I would like to get two hamsters and I would like to know how big the cage needs to be so they have plenty of space to eat,sleep,and play.


1 Answer 1


First: Depending on the species of hamster you will keep, you may need to limit yourself to one; many species are actually solitary and you will only keep fighting if keeping them together.

Now, the cage: Ideally, we are talking about 1m² ground floor, that's roughly 10ft², for one hamster. As there are few cages supporting that, so you may need to build yourself. Luckily, that is relatively easy AND usually cheaper than a decent bought cage.
Basic setup for a hamster-cage may look like this:
Simple Hamster cage

So, basically:
A wooden box, one side open. Make sure the wood is coated against urine soaking in. (Thanks Christy B.)
Acrylic glass on one side (just buy grooved strips to hold the acrylic. You can then remove the acrylic for cleaning the cage, too!)
Add a lid with hamster-proof wire.
Viola, you are all set up to keep a Hamster. Cost of this will vary depending on where you live, but considering most Hamster-cages are either too small or really expansive (or both....) it's worth the effort to make your Hamster happy!

As a building-base, you can also use a simple Cupboard, just make sure the backside is not one of the flimsy plywood-backs.

If building yourself is not an option, look into decent-sized aquariums. They work, too, but are a little harder to clean (no front-side to open up). Sadly... the moment Stores write "Hamster-cage" on something, 90% of the time it's NOT suitable for a Hamster due to size.
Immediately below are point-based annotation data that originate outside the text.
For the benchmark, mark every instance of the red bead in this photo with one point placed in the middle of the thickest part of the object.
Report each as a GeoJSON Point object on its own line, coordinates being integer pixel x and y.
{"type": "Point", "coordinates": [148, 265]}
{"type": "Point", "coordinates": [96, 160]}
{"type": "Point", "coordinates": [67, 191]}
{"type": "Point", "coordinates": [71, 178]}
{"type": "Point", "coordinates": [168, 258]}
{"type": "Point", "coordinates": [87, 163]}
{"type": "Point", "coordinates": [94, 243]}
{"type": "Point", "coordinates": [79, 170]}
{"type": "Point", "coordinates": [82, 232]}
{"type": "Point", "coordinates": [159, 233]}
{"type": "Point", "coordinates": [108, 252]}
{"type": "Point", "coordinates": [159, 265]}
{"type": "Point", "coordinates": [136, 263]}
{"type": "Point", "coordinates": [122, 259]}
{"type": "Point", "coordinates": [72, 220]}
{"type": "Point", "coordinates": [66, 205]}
  • Wood absorbs urine, water spills and harbors ammonia, fungus and other bacterias, and holds moisture. It's also a common material used to encourage hamsters to chew, as they need and desire to grind down their forever growing teeth. I'm happy to see an answer about the encouragement for a large space, but DIY isn't always the safest way to go, with possibility of exposed wiring/Staples, screws, nails etc..Certain kinds of wiring and metals aren't safe either. It's also very true that one can be better than 2 for most hamster breeds
    – Christy B.
    Commented Oct 17, 2017 at 4:33
  • Thanks for the note about the wood. I actually DID forget to specify the wood should be coated :).